Reputation: 69
df = pd.concat(map(pd.read_csv, ['A.csv','B1.csv','B2.csv','B3.csv', 'C1.csv', 'C2.csv','C3.csv']))
As shown above, I used multiple datasets to train and test classification supervised ML models.
classes = ['Good','Bad']
def plot_confusionmatrix(prediction,real,dom):
print(f'{dom} Confusion matrix')
cf = confusion_matrix(prediction,real)
sns.heatmap(cf,annot=True,yticklabels=classes
,xticklabels=classes,cmap='Blues', fmt='g')
plt.tight_layout()
plt.show()
I wanted to ask if instead of showing the confusion matrix among the entire testing set, how can I focus only on those samples coming from the A dataset? I am interested in seeing how these samples are classified.
Edit: As suggested, I added a column for each dataset and then I merged them.
A['Dataset'] = "A"
B1['Dataset'] = "B1"
B2['Dataset'] = "B2"
B3['Dataset'] = "B3"
C1['Dataset'] = "C1"
C2['Dataset'] = "C2"
C3['Dataset'] = "C3"
Solution:
df_train, df_test= train_test_split(df, test_size = 0.33, random_state = 42)
X_train = df_train.drop(['Label', 'Dataset'], axis=1)

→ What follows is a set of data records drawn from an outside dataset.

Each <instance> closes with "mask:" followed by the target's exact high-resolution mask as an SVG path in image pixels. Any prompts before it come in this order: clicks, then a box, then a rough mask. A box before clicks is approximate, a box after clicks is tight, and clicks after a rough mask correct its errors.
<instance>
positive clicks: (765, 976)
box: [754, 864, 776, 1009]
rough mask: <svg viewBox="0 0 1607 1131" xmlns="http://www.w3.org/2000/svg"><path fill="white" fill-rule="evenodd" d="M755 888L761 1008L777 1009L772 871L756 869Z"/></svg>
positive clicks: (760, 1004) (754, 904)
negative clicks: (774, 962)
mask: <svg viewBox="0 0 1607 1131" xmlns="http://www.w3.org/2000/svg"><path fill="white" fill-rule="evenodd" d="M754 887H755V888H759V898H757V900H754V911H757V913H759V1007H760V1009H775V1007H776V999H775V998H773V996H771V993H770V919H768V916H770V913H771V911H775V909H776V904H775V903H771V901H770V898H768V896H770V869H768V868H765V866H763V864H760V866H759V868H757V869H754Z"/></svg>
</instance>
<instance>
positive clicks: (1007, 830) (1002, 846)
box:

y_train = df_train['Label']
X_test = df_test.drop(['Label', 'Dataset'], axis=1)
y_test = df_test['Label']
rfc = RandomForestClassifier(n_estimators=100, random_state=0)
rfc.fit(X_train, y_train)
y_pred = rfc.predict(X_test)
for dataset_name in ['A']:
dataset_df_test = df_test[df_test['Dataset'] == dataset_name]
dataset_y_test = y_test.iloc[dataset_df_test.index]
dataset_y_pred = y_pred[dataset_df_test.index]
plot_confusionmatrix(dataset_y_pred, dataset_y_test, dom='Test')
Upvotes: 0
Views: 117
Reputation: 319
Seems like there is no other way except plotting confusion matrix for each subset separately. It must be easy to do in your case by iterating through all dataset names, selecting corresponding rows from y_test_DT_predicted
and y_test
for each dataset and using selected values in plot_confusionmatrix
call. Don't forget to manage multiple subplots in plt
and call plt.show()
once at the end of the loop.
Upvotes: 1